Each parameter is justified since essentially no real, measured physical processes are going to have amplitude exactly $\pm1$ (hence $A$), frequency exactly $1$ (hence $f$), or begin exactly at $t=0$ (hence $\varphi$). (A baseline of $0$ may be reasonable but is not the case here.) If you are assuming your data to repeat exactly annually, then that is equivalent to assuming $f=\frac{1}{365.24}\,\text{days}$ (NB: use the tropical [solar] year for this, not the Gregorian [calendar] year or others.)

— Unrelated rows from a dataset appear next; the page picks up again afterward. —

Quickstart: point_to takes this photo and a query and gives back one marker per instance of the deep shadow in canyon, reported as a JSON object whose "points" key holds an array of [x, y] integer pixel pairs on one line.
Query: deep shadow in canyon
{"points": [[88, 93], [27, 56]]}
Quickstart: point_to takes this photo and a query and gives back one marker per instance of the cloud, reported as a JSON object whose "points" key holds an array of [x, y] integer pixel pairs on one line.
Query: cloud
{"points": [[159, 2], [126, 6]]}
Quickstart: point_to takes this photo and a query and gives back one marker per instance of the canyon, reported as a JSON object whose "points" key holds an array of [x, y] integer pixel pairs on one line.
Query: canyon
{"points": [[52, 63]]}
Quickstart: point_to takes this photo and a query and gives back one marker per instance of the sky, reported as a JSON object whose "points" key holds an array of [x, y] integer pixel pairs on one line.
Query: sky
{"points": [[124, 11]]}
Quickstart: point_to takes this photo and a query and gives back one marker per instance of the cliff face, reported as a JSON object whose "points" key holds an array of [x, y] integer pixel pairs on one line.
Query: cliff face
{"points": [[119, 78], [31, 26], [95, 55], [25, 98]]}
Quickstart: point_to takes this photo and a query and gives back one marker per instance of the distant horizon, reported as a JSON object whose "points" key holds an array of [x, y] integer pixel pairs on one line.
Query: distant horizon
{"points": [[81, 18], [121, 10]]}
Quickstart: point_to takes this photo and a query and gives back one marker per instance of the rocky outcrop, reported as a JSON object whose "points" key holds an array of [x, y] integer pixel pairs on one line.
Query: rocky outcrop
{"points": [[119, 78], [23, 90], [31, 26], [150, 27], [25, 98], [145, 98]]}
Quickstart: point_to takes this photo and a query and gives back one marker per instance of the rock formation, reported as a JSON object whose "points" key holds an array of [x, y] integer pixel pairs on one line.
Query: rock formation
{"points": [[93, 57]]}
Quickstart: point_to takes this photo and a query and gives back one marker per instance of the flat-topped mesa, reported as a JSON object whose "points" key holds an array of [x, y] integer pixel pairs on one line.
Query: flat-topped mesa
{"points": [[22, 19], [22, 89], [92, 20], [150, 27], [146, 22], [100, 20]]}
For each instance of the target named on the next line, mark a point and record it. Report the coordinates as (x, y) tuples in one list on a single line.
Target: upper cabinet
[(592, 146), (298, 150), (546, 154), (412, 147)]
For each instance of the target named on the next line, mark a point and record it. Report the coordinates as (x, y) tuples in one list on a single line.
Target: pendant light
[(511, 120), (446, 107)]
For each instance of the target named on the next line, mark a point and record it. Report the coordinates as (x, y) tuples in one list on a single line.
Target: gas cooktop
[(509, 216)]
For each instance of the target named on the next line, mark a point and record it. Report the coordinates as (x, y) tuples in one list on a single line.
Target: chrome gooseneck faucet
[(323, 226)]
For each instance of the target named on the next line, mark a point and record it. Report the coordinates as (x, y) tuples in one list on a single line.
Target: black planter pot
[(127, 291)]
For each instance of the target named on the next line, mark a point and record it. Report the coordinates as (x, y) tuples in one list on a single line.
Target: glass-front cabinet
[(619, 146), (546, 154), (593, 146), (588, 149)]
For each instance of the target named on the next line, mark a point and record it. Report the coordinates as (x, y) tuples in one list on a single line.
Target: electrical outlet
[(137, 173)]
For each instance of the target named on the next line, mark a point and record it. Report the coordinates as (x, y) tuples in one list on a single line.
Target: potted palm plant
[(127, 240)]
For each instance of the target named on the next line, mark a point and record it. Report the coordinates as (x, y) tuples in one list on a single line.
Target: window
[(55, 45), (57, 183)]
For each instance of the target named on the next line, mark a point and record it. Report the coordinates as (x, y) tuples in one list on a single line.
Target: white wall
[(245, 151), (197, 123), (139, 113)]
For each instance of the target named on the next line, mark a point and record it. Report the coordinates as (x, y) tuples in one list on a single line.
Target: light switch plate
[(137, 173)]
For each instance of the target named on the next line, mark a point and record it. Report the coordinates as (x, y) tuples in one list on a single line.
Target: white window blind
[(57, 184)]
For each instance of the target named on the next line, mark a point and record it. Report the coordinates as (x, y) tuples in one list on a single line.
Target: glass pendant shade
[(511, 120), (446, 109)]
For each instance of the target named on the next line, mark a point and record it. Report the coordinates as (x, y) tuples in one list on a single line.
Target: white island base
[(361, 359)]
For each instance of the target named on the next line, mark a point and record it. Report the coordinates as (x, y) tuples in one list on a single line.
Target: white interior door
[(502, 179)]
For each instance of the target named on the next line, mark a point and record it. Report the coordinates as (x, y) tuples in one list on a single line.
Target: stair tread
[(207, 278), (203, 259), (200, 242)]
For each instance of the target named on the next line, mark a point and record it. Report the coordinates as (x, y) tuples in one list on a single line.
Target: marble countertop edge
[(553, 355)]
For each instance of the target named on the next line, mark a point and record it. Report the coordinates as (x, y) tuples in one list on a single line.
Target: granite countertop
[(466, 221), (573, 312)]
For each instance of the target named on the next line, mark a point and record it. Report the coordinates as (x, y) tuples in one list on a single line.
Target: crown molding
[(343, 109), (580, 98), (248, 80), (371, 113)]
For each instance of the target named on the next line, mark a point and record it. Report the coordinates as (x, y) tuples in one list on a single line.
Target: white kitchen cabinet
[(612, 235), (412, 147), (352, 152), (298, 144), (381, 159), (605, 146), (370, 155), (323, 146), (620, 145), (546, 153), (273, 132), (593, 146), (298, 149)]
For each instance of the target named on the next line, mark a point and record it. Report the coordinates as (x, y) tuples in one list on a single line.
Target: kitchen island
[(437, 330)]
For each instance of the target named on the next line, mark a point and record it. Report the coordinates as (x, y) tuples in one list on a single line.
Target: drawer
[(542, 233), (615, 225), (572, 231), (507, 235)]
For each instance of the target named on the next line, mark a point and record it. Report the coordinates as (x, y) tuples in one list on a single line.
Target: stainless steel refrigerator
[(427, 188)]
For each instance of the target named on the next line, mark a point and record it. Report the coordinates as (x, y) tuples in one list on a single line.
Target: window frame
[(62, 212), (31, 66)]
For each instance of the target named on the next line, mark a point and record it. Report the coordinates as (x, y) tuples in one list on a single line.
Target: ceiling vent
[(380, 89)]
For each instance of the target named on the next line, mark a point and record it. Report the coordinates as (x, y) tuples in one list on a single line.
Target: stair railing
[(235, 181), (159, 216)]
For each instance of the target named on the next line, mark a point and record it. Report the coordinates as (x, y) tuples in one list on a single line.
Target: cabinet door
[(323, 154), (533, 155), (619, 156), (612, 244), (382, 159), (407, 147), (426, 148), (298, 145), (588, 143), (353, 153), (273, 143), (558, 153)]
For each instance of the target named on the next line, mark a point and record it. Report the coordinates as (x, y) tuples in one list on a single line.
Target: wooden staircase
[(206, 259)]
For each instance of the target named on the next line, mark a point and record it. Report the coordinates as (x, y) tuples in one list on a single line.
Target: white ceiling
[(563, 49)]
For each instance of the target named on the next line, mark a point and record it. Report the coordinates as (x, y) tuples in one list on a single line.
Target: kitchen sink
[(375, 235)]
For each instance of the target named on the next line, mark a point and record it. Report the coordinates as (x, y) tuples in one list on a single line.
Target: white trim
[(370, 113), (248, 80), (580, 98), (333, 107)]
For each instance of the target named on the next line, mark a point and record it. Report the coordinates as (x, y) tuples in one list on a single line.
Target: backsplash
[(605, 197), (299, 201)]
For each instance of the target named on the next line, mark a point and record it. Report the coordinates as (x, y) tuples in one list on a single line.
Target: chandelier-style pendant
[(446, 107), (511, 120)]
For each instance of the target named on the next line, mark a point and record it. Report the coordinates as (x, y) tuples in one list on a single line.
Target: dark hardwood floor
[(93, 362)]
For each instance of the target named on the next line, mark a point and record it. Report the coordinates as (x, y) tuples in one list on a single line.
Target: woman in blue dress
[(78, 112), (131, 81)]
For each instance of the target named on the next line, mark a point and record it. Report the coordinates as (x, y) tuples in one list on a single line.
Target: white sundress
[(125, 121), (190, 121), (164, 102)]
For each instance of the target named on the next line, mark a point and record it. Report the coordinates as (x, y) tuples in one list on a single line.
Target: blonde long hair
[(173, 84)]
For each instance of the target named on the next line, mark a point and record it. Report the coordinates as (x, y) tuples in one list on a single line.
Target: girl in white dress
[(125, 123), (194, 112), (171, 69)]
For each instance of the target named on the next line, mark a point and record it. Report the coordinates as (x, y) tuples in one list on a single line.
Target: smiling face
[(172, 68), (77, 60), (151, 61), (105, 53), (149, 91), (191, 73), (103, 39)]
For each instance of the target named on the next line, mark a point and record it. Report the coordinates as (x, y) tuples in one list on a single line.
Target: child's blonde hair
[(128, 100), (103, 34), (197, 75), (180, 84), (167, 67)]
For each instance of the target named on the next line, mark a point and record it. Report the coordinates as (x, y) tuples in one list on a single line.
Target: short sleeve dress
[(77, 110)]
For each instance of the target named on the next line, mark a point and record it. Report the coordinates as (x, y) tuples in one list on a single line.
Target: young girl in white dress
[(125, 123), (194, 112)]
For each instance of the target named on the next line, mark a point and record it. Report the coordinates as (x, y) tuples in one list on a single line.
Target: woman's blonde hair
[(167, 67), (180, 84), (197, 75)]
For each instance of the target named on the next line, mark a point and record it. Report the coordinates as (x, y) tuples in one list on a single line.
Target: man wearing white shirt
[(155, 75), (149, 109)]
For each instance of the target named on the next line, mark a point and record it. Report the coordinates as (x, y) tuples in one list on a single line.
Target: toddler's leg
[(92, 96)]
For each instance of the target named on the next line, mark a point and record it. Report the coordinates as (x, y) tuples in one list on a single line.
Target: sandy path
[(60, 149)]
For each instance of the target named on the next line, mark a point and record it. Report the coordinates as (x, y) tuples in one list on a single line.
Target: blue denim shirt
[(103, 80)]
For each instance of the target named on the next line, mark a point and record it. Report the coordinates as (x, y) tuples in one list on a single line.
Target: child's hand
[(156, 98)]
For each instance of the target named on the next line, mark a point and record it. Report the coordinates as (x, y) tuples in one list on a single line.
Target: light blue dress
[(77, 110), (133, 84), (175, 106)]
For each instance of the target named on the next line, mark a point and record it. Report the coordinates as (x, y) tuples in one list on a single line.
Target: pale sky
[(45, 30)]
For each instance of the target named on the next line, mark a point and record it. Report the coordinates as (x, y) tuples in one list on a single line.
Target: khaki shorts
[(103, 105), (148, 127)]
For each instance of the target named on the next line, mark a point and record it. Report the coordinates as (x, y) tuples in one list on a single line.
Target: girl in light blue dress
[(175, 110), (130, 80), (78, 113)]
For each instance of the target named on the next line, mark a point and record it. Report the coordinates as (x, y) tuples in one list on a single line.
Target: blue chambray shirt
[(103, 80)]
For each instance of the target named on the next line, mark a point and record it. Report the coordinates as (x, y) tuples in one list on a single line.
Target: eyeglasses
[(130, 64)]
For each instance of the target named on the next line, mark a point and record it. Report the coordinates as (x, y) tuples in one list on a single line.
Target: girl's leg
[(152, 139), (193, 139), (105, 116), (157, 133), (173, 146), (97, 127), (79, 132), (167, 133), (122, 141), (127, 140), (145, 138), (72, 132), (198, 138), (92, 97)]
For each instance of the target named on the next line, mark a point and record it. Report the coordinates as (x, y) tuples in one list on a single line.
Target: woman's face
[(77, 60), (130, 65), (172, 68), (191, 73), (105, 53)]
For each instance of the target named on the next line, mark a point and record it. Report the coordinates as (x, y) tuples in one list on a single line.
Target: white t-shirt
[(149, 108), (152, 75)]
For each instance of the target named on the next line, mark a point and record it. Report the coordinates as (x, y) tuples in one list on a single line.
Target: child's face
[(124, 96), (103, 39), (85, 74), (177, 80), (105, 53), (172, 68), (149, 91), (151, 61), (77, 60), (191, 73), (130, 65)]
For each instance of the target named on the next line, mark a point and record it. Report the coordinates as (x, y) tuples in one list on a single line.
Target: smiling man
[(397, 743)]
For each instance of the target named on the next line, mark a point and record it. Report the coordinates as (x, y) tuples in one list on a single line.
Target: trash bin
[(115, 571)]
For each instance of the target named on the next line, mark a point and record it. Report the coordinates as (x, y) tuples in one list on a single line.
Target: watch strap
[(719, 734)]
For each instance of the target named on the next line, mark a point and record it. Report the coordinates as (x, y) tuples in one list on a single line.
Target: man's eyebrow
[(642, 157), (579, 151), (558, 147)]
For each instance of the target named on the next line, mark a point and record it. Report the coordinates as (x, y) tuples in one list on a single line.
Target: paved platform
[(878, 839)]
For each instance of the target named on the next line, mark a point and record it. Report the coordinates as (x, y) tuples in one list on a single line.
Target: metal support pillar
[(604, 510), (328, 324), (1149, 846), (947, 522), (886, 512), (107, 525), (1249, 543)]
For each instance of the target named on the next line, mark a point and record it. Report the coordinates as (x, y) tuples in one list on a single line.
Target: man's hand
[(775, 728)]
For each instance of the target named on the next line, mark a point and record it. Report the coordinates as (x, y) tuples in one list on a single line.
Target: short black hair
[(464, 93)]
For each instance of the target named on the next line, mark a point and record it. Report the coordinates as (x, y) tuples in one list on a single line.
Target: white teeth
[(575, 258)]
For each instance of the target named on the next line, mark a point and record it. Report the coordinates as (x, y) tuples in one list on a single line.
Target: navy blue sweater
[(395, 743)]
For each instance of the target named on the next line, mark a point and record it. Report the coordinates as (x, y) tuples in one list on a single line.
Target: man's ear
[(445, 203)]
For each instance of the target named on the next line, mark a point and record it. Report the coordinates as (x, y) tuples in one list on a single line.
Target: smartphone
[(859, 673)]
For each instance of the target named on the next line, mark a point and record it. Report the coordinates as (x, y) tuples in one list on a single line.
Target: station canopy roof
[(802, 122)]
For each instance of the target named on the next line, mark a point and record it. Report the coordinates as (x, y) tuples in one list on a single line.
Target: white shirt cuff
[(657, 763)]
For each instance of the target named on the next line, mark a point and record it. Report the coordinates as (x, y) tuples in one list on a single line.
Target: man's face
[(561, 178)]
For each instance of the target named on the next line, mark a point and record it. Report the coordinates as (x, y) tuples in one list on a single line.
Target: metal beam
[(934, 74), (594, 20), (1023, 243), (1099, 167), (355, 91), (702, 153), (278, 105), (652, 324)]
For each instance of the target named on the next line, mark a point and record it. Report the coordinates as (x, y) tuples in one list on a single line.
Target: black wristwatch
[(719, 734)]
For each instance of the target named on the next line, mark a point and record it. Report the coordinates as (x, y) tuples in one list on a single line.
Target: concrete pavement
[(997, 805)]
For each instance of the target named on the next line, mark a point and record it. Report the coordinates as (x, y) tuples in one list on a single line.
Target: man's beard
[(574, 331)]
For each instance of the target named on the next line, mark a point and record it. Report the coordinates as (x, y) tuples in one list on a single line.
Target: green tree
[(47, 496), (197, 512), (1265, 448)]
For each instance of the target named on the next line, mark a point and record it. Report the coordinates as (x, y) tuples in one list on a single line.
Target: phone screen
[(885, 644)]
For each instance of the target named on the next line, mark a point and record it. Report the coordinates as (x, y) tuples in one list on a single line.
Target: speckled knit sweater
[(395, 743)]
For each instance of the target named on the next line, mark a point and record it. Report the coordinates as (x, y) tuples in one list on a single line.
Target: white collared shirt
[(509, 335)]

And your parameter of $c_2$ is the phase offset. It would be strange to assume that it shouldn't be included, unless your process began exactly at $t=0$.

0
On

Using month instead of day and assuming (!!) $360$ days per year and $30$ days per month, if you want the model to be$$T(m)=c_0+c_1 \cos \left(\frac{ \pi}{6} m+c_2\right)$$ expand the cosine $$T(m)=c_0+c_1\Bigg[ \cos \left(\frac{ \pi}{6} m\right)\cos(c_2)-\sin \left(\frac{ \pi}{6} m\right)\sin(c_2)\Bigg]$$ Define $c_3=c_1\cos(c_2)$ and $c_4=-c_1 \sin(c_2)$ $$T(m)=c_0+c_3\cos \left(\frac{ \pi}{6} m\right)+c_4\sin \left(\frac{ \pi}{6} m\right)$$ Perform the regression and compute $c_2$ from $(c_3,c_4)$ and recompute $c_1$.

With your data, it is quite spectacular.